Oleh: Devi Yuliana*

Tanah Bugis dan Makassar dulunya adalah daerah yang masih mempercayai kepercayaan Hindu-Budha hingga datanglah tiga muballigh dari Sumatera Barat yang bertugas untuk menyebarkan Agama Islam di Sulawesi. Perkembangan agama Islam di Sulawesi dimulai sejak Islam datang pada daerah ini, yakni pada abad ke 17 Masehi.

Penyebarannya diawali dengan memperkenalkan agama Islam kepada para pemimpin kerajaan, baru ketika para raja tersebut masuk Islam dan agama Islam menjadi agama negara, para rakyat di bawah kerajaan tersebut akan masuk Islam atau disebut penyebaran top down (dari para pemimpin berangsur kepada rakyat).

Datu Tellue ialah sebutan bagi 3 muballigh yang berasal dari Tanah Minangkabau tersebut. Mereka ialah Abdul Kadir Datuk Tunggal atau dikenal Datuk ri Bandang, Sulung Sulaeman yang bergelar Datuk Pattimang, dan Khatib Bungsu yang bergelar Datuk ri Tiro. Mereka berbagi tugas wilayah dalam menyebarkan Islam di tanah Sulawesi ini. Datuk ri Bandang bertugas di kerajaan kembar Gowa-Tallo, Datuk Pattimang bertugas di Kerajaan Luwu, dan Datuk ri Tiro bertugas di daerah Tiro Bulukumba.

Mereka bertiga juga dikenal sebagai tokoh sufistik dari daerahnya, sehingga pengajaran Islam di tanah Bugis-Makassar tidak serta merta merubah adat dan budaya lama. Melainkan melalui bagaimana adat dan budaya lama tersebut dapat diislamkan secara kultural. Seperti misalnya pada acara Mabbarzanji. Sebelum datangnya Islam, acara ini biasa diisi dengan pembacaan La Galigo. Namun setelah Islam datangpun acara ini tetap ada. Namun yang membedakan ialah isi bacaan yang dirubah menjadi sejarah hidup Nabi Muhammad SAW. Hal ini membuktikan bahwa para ulama tidak berusaha menolak ataupun menghilangkan budaya asli, justru mengislamkannya dengan merubah isi bacaan dalam kegiatan tersebut.

Majalah TebuirengIklan Tebuireng Online

Abu Hamid seorang Antropolog dari Universitas Hasanuddin, mengungkapkan bahwa, ada tiga pola pendekatan keislaman yang dilakukan oleh ulama selama proses islamisasi di Sulawesi Selatan. Pertama, penekanan pada aspek syariat dilakukan untuk masyarakat yang kuat berjudi dan minum ballo’ (arak), mencuri, atau perbuatan terlarang lainnya. Pendekatan seperti ini dilakukan oleh Datuk Ri Bandang di daerah Gowa.
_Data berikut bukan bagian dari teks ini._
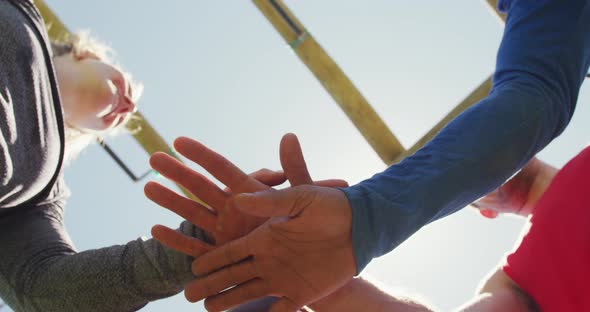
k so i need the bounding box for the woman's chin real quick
[72,120,114,133]
[100,114,120,130]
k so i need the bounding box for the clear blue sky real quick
[5,1,588,311]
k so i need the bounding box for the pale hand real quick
[474,157,558,218]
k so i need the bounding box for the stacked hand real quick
[145,136,284,248]
[145,134,356,311]
[473,157,558,218]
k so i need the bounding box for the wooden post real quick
[125,113,206,205]
[394,76,493,162]
[253,0,405,165]
[253,0,508,166]
[32,0,70,41]
[393,1,505,162]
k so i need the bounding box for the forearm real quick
[458,290,535,312]
[20,236,194,312]
[310,277,433,312]
[344,85,564,271]
[457,269,538,312]
[343,0,590,272]
[0,205,203,312]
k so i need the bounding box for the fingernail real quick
[480,209,497,219]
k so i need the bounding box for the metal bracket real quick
[98,139,153,182]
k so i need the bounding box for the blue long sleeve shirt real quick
[342,0,590,273]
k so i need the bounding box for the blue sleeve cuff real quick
[340,187,373,274]
[341,185,428,274]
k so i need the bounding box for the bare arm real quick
[309,277,434,312]
[457,269,538,312]
[309,270,537,312]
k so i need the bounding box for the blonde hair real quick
[51,31,143,161]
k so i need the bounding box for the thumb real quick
[233,185,315,218]
[280,133,313,186]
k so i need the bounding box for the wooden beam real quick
[393,2,505,162]
[253,0,405,165]
[126,113,205,205]
[32,0,70,41]
[253,0,508,166]
[394,76,493,162]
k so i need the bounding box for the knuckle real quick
[259,168,272,174]
[225,241,235,263]
[290,186,316,215]
[247,260,259,277]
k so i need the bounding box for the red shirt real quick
[503,147,590,311]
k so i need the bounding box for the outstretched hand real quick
[473,157,558,218]
[191,184,356,312]
[145,136,276,247]
[144,133,354,311]
[173,136,356,311]
[145,165,284,257]
[145,134,347,246]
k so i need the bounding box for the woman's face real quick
[54,53,137,131]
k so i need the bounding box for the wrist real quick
[522,160,558,215]
[308,278,360,311]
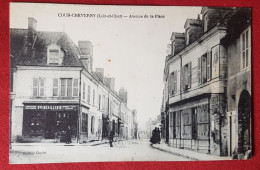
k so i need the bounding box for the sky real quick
[10,3,202,129]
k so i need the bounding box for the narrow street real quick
[10,140,190,164]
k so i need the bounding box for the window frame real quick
[32,78,45,97]
[241,26,251,70]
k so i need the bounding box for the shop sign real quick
[24,105,77,110]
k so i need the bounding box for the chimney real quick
[119,87,128,104]
[28,17,37,46]
[95,68,104,82]
[107,78,115,91]
[184,18,202,45]
[27,17,37,58]
[170,32,185,56]
[78,41,93,72]
[201,7,234,33]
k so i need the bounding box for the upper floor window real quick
[83,82,86,100]
[198,51,212,85]
[93,90,95,106]
[181,62,192,91]
[33,78,45,97]
[87,85,91,104]
[169,71,177,94]
[47,44,63,65]
[241,27,251,69]
[59,78,78,97]
[98,94,102,110]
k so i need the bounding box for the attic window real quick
[47,44,62,65]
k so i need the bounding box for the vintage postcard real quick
[9,2,252,164]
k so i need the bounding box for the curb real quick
[151,144,199,161]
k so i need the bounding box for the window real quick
[81,113,88,133]
[32,78,45,97]
[197,105,209,140]
[198,51,212,85]
[91,116,95,134]
[169,71,177,94]
[48,49,60,65]
[102,95,105,111]
[98,94,101,110]
[181,62,192,91]
[241,27,251,69]
[93,90,95,106]
[53,78,58,96]
[83,82,86,100]
[60,78,72,97]
[87,85,91,103]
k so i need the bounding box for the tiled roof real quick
[10,28,82,67]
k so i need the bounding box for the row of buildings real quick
[10,17,138,143]
[161,7,251,159]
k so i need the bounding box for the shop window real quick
[198,51,212,85]
[181,62,192,91]
[60,78,72,97]
[91,116,95,134]
[32,78,45,97]
[241,27,251,69]
[182,109,192,139]
[197,105,209,140]
[81,113,88,133]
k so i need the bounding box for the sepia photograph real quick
[9,2,252,164]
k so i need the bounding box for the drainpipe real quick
[77,69,82,143]
[179,55,182,149]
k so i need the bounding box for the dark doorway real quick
[166,113,169,143]
[45,111,56,139]
[238,90,251,155]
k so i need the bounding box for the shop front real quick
[22,103,78,143]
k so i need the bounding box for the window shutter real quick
[73,78,79,97]
[174,71,177,93]
[53,78,59,96]
[207,51,212,81]
[180,67,184,91]
[202,55,207,83]
[188,62,192,88]
[39,78,45,97]
[197,58,201,84]
[33,78,38,97]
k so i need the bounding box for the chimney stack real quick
[170,32,185,56]
[28,17,37,46]
[184,18,202,45]
[78,41,93,72]
[95,68,104,82]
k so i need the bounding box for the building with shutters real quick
[10,17,137,144]
[161,7,251,158]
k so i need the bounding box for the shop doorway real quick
[238,90,251,155]
[45,112,56,139]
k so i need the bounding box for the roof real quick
[10,28,82,67]
[184,18,202,28]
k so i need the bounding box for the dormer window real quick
[47,44,63,65]
[186,29,190,45]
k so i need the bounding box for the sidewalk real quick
[151,143,232,161]
[11,140,108,147]
[11,139,129,147]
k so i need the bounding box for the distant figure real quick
[150,127,161,144]
[109,130,115,147]
[65,126,72,144]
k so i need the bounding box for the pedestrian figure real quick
[65,125,72,144]
[109,130,115,147]
[156,127,161,144]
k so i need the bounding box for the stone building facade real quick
[10,17,137,143]
[161,7,251,158]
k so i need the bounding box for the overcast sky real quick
[10,3,202,129]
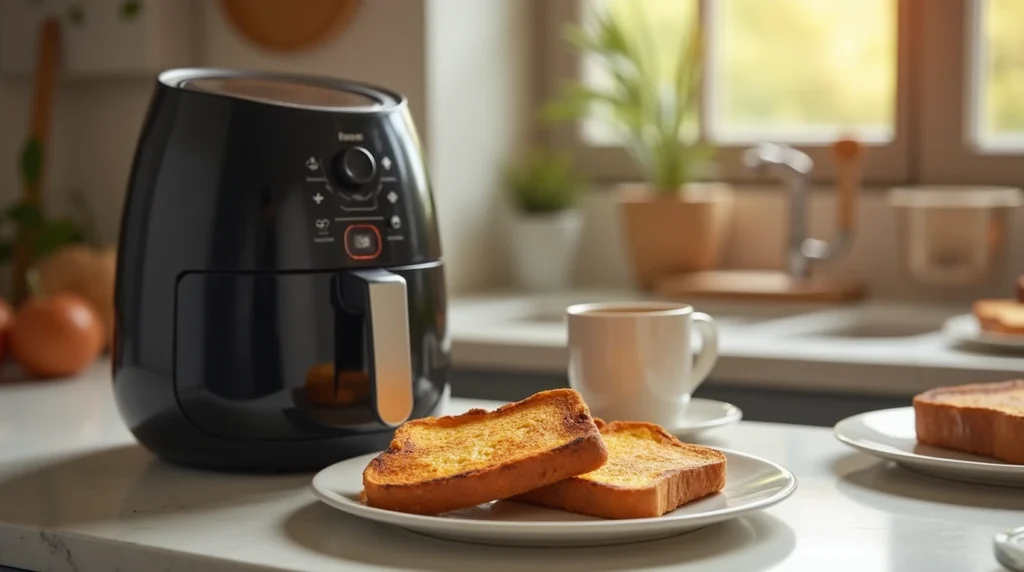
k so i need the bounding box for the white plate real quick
[310,448,797,547]
[665,398,743,437]
[995,526,1024,572]
[943,313,1024,351]
[834,407,1024,488]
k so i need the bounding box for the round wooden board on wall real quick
[220,0,363,53]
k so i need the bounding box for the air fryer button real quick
[337,195,380,212]
[332,147,376,188]
[344,225,381,260]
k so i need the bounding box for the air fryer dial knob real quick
[332,147,376,187]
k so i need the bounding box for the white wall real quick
[425,0,532,294]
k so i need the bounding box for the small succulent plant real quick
[544,3,714,193]
[503,149,586,215]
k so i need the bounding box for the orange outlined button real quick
[343,225,382,260]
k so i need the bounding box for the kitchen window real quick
[538,0,1024,186]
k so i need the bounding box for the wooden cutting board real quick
[655,270,866,303]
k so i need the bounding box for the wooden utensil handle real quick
[12,18,61,303]
[29,19,60,158]
[836,160,860,233]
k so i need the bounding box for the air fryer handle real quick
[338,269,414,427]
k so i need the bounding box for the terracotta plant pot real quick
[618,182,734,290]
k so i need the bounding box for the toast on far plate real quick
[362,388,608,515]
[972,276,1024,335]
[913,379,1024,464]
[972,299,1024,335]
[511,420,727,519]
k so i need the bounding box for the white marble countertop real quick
[0,361,1022,571]
[449,290,1024,396]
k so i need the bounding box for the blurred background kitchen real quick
[2,0,1024,427]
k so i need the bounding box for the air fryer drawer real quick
[173,268,448,441]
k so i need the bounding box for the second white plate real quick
[834,407,1024,488]
[943,313,1024,351]
[311,448,797,547]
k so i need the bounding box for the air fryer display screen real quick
[180,77,383,110]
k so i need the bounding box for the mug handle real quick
[687,312,719,393]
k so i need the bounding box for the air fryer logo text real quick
[338,132,364,142]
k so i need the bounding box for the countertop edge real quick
[0,523,288,572]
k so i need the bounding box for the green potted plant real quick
[545,3,734,290]
[503,148,586,291]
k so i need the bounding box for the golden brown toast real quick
[510,421,727,519]
[913,379,1024,464]
[362,388,608,515]
[972,299,1024,334]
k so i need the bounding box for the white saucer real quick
[943,313,1024,351]
[310,448,797,547]
[834,407,1024,488]
[668,398,743,437]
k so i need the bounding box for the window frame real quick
[917,0,1024,185]
[538,0,1022,187]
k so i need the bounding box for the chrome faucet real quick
[743,142,854,279]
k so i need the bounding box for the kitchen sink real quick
[810,321,940,339]
[452,291,959,345]
[502,294,829,331]
[775,304,955,340]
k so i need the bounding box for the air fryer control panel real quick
[305,139,409,264]
[295,118,436,270]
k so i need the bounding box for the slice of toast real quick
[511,421,727,519]
[913,379,1024,464]
[972,299,1024,334]
[362,388,608,515]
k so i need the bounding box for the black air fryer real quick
[112,68,450,471]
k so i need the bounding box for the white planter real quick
[509,209,583,292]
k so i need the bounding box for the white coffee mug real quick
[566,301,719,428]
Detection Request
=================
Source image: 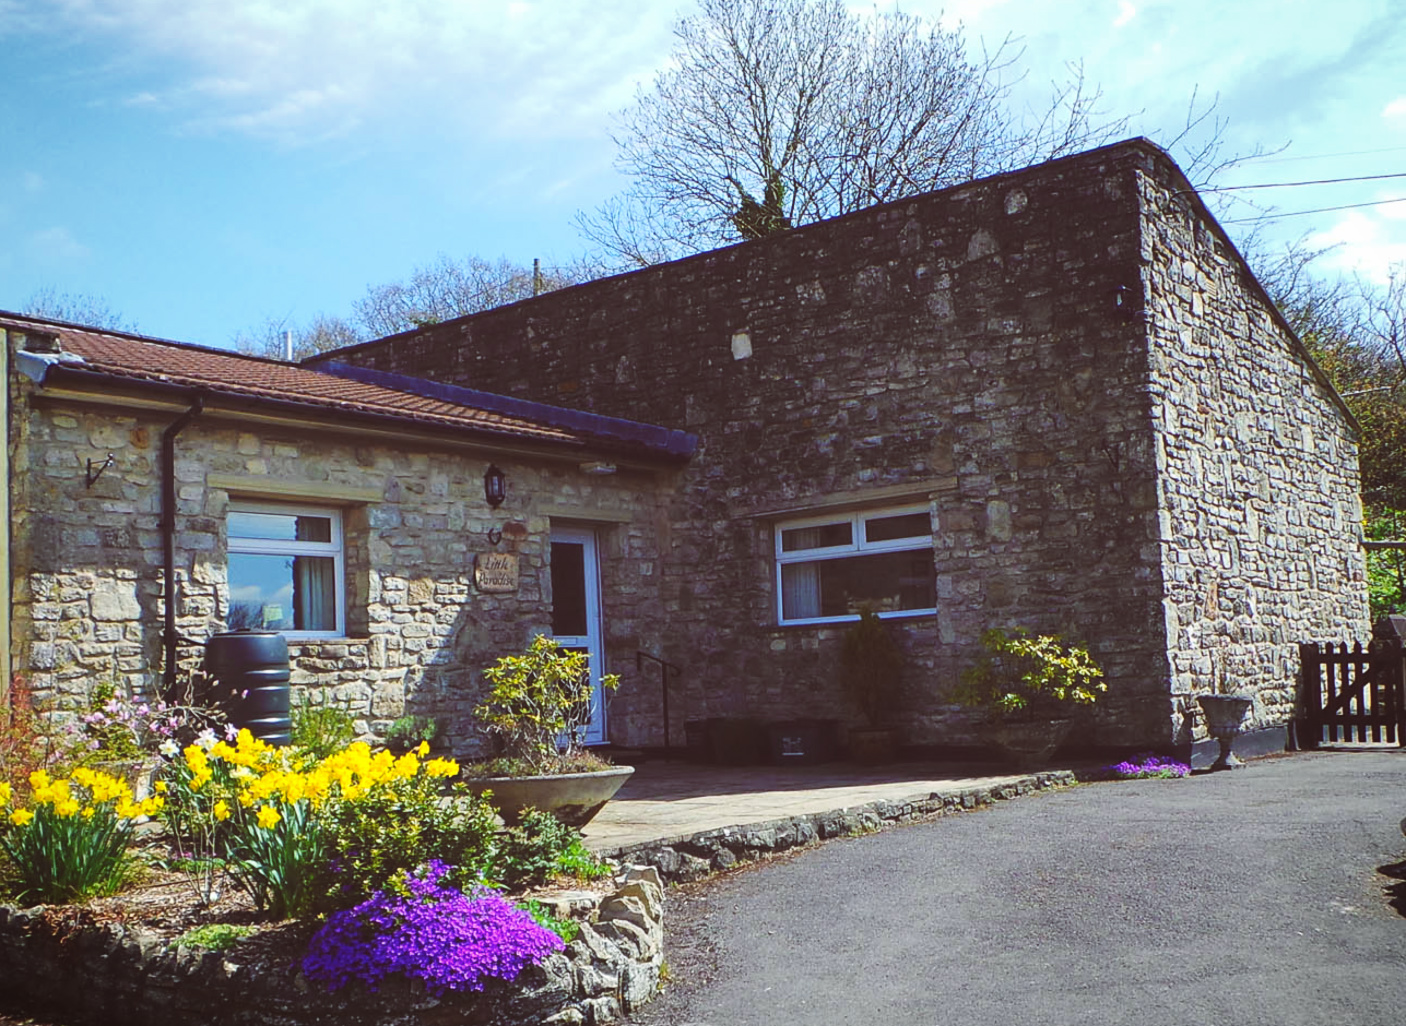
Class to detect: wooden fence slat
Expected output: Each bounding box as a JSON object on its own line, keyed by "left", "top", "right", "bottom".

{"left": 1299, "top": 638, "right": 1406, "bottom": 747}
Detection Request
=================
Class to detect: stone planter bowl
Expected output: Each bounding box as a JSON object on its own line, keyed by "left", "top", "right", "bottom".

{"left": 980, "top": 718, "right": 1072, "bottom": 770}
{"left": 470, "top": 766, "right": 635, "bottom": 827}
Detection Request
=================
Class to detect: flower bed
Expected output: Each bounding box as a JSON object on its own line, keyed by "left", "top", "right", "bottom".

{"left": 0, "top": 865, "right": 665, "bottom": 1026}
{"left": 0, "top": 679, "right": 662, "bottom": 1026}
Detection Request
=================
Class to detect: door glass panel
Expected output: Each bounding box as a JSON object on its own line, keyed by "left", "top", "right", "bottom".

{"left": 551, "top": 541, "right": 588, "bottom": 636}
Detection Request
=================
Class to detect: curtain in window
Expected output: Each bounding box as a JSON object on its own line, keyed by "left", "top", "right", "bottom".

{"left": 781, "top": 563, "right": 822, "bottom": 619}
{"left": 293, "top": 556, "right": 336, "bottom": 631}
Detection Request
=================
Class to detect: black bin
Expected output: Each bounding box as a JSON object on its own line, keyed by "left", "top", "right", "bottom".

{"left": 205, "top": 630, "right": 292, "bottom": 746}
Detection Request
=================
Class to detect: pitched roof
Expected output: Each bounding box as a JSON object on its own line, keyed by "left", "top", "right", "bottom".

{"left": 0, "top": 313, "right": 694, "bottom": 460}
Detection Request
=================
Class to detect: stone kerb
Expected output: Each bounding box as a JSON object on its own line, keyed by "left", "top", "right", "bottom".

{"left": 600, "top": 770, "right": 1077, "bottom": 883}
{"left": 0, "top": 866, "right": 665, "bottom": 1026}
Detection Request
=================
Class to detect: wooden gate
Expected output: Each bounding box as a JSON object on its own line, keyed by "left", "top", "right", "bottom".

{"left": 1298, "top": 639, "right": 1406, "bottom": 747}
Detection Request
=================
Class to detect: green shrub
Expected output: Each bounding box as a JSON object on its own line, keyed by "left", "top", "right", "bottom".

{"left": 384, "top": 714, "right": 441, "bottom": 755}
{"left": 519, "top": 898, "right": 581, "bottom": 943}
{"left": 290, "top": 695, "right": 357, "bottom": 762}
{"left": 955, "top": 628, "right": 1105, "bottom": 719}
{"left": 496, "top": 808, "right": 611, "bottom": 890}
{"left": 839, "top": 606, "right": 904, "bottom": 727}
{"left": 317, "top": 773, "right": 499, "bottom": 911}
{"left": 175, "top": 923, "right": 254, "bottom": 952}
{"left": 476, "top": 636, "right": 619, "bottom": 773}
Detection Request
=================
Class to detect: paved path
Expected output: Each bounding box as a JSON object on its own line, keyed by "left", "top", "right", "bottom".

{"left": 582, "top": 760, "right": 1043, "bottom": 852}
{"left": 635, "top": 750, "right": 1406, "bottom": 1026}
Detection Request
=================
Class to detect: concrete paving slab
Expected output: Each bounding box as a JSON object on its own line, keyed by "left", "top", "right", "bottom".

{"left": 582, "top": 759, "right": 1062, "bottom": 852}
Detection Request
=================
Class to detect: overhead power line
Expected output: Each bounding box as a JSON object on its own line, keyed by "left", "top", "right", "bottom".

{"left": 1222, "top": 195, "right": 1406, "bottom": 224}
{"left": 1200, "top": 171, "right": 1406, "bottom": 193}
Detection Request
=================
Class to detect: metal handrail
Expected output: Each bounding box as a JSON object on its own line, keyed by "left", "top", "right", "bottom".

{"left": 636, "top": 651, "right": 682, "bottom": 756}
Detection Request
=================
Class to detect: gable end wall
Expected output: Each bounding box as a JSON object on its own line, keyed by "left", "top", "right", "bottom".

{"left": 1137, "top": 163, "right": 1369, "bottom": 744}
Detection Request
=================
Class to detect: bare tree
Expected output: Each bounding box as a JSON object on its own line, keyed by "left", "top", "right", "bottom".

{"left": 232, "top": 312, "right": 363, "bottom": 361}
{"left": 351, "top": 254, "right": 596, "bottom": 338}
{"left": 579, "top": 0, "right": 1129, "bottom": 263}
{"left": 22, "top": 287, "right": 136, "bottom": 332}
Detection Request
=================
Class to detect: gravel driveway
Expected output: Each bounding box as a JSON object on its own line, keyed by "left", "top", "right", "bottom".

{"left": 638, "top": 750, "right": 1406, "bottom": 1026}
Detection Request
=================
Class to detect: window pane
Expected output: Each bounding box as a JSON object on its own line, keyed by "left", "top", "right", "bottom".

{"left": 228, "top": 553, "right": 337, "bottom": 632}
{"left": 864, "top": 512, "right": 930, "bottom": 543}
{"left": 551, "top": 542, "right": 588, "bottom": 636}
{"left": 783, "top": 550, "right": 934, "bottom": 620}
{"left": 781, "top": 521, "right": 851, "bottom": 552}
{"left": 229, "top": 510, "right": 332, "bottom": 543}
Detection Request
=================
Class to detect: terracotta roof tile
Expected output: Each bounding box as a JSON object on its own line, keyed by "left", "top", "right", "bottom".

{"left": 2, "top": 315, "right": 582, "bottom": 446}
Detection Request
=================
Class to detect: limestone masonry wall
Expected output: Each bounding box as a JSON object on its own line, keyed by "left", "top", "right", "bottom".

{"left": 1136, "top": 164, "right": 1369, "bottom": 743}
{"left": 6, "top": 369, "right": 675, "bottom": 750}
{"left": 330, "top": 144, "right": 1183, "bottom": 748}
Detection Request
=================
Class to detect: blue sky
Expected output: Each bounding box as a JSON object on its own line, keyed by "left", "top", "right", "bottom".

{"left": 2, "top": 0, "right": 1402, "bottom": 349}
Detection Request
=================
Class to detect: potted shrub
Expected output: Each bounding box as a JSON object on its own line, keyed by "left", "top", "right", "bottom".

{"left": 467, "top": 635, "right": 630, "bottom": 827}
{"left": 954, "top": 628, "right": 1106, "bottom": 768}
{"left": 839, "top": 607, "right": 905, "bottom": 763}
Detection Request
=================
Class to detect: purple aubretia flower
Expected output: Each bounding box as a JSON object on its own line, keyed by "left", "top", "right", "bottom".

{"left": 302, "top": 861, "right": 564, "bottom": 995}
{"left": 1105, "top": 754, "right": 1189, "bottom": 779}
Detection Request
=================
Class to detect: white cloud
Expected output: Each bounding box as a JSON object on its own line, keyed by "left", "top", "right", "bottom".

{"left": 1307, "top": 206, "right": 1406, "bottom": 284}
{"left": 14, "top": 0, "right": 675, "bottom": 145}
{"left": 1384, "top": 96, "right": 1406, "bottom": 121}
{"left": 1114, "top": 2, "right": 1137, "bottom": 28}
{"left": 29, "top": 226, "right": 91, "bottom": 265}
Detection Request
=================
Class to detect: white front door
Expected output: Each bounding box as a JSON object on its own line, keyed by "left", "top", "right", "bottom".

{"left": 550, "top": 526, "right": 607, "bottom": 745}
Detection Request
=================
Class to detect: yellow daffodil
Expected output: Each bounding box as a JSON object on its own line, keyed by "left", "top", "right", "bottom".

{"left": 213, "top": 800, "right": 231, "bottom": 822}
{"left": 0, "top": 781, "right": 11, "bottom": 807}
{"left": 256, "top": 805, "right": 281, "bottom": 829}
{"left": 9, "top": 808, "right": 34, "bottom": 827}
{"left": 426, "top": 758, "right": 459, "bottom": 778}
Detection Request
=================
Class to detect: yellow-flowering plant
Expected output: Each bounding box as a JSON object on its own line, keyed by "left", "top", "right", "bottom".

{"left": 158, "top": 730, "right": 494, "bottom": 918}
{"left": 0, "top": 766, "right": 162, "bottom": 904}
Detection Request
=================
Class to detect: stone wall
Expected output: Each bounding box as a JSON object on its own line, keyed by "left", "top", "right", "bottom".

{"left": 0, "top": 866, "right": 665, "bottom": 1026}
{"left": 324, "top": 142, "right": 1183, "bottom": 748}
{"left": 1135, "top": 164, "right": 1369, "bottom": 742}
{"left": 6, "top": 369, "right": 677, "bottom": 750}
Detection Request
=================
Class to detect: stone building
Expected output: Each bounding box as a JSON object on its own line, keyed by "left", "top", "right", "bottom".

{"left": 1, "top": 315, "right": 692, "bottom": 751}
{"left": 3, "top": 138, "right": 1369, "bottom": 759}
{"left": 314, "top": 138, "right": 1369, "bottom": 756}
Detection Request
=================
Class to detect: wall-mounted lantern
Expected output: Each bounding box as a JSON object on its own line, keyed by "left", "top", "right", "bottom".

{"left": 484, "top": 464, "right": 506, "bottom": 509}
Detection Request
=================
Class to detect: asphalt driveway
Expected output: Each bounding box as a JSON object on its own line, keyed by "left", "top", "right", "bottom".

{"left": 638, "top": 750, "right": 1406, "bottom": 1026}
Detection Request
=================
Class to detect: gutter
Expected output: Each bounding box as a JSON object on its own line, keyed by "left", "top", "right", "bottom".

{"left": 161, "top": 394, "right": 205, "bottom": 694}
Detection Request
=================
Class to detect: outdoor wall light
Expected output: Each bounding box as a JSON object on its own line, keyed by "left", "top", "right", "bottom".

{"left": 484, "top": 464, "right": 506, "bottom": 509}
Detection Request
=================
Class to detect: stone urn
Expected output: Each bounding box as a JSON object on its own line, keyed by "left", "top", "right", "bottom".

{"left": 1197, "top": 693, "right": 1254, "bottom": 771}
{"left": 470, "top": 766, "right": 634, "bottom": 827}
{"left": 981, "top": 718, "right": 1072, "bottom": 770}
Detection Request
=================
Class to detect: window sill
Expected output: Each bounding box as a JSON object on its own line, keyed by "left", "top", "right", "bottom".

{"left": 770, "top": 610, "right": 937, "bottom": 631}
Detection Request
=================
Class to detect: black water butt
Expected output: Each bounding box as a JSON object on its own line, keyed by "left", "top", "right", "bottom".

{"left": 204, "top": 630, "right": 292, "bottom": 746}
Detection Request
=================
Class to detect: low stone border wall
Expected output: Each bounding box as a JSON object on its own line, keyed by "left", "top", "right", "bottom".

{"left": 600, "top": 770, "right": 1077, "bottom": 883}
{"left": 0, "top": 866, "right": 665, "bottom": 1026}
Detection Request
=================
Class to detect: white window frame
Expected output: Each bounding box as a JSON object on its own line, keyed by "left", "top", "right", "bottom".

{"left": 774, "top": 504, "right": 936, "bottom": 626}
{"left": 226, "top": 500, "right": 346, "bottom": 639}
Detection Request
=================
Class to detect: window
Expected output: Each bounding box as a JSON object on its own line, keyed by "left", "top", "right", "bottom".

{"left": 226, "top": 501, "right": 344, "bottom": 638}
{"left": 775, "top": 506, "right": 935, "bottom": 625}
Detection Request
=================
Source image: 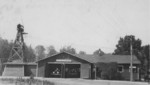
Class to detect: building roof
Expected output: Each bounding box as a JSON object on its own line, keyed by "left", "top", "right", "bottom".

{"left": 37, "top": 52, "right": 140, "bottom": 64}
{"left": 75, "top": 54, "right": 140, "bottom": 64}
{"left": 37, "top": 51, "right": 92, "bottom": 63}
{"left": 98, "top": 54, "right": 140, "bottom": 64}
{"left": 75, "top": 54, "right": 100, "bottom": 63}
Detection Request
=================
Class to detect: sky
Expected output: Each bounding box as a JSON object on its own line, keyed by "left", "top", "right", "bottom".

{"left": 0, "top": 0, "right": 149, "bottom": 54}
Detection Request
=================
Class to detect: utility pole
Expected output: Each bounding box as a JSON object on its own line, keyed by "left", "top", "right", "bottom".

{"left": 130, "top": 38, "right": 133, "bottom": 81}
{"left": 148, "top": 44, "right": 150, "bottom": 82}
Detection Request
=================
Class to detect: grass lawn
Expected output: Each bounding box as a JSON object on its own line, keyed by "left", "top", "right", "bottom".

Kedua, pendekatan yang dilakukan pada masyarakat yang secara teguh berpegangan pada kepercayaan Dewata Sewwae’ dengan mitologi La Galigonya, ialah dengan menekankan pada aspek aqidah (tauhid) mengesakan Tuhan yang Maha Esa.

Ketiga, penekanan pada aspek tasawuf dilakukan bagi masyarakat yang kuat berpegang pada kebatinan dan ilmu sihir (black magic). Usaha seperti ini ditempuh oleh Datuk Ri ri Tiro di daerah Bulukumba.

Namun sepeninggal tiga ulama besar ini, keberadaan ulama di tanah Bugis belum diketahu informasinya. Sampai muncullah sosok ulama besar pada tahun1600-an. Ia adalah Syekh Yusuf al-Mangkasari Tajul Khalwati. Begitupula sepeninggal Syekh Yusuf juga belum ditemukan informasi mengenai sosok ulama besar dari daerah ini yang berhasil membawa pengaruh besar dalam islamisasi di tanah Bugis ini.

Barulah pada awal abad ke 20, bermunculan pusat kajian Islam di pedalaman Sulawesi Selatan yang melahirkan banyak ulama besar setelahnya. Tersebutlah Kiai Haji Muhammad As’ad yang merupakan dalang dibalik lahirnya pusat kajian tersebut. Ia akhirnya melahirkan sebuah sistem pendidikan yang bernama Pesantren As’adiyah yang terletak di daerah Sengkang Wajo. Dari lembaga inilah banyak lahir ualam-ulama besar tanah Bugis, seperti Kiai Haji Abdurrahman Ambo Dalle, Kiai Haji Muhammad Daud Sulaiman, dan lain-lain.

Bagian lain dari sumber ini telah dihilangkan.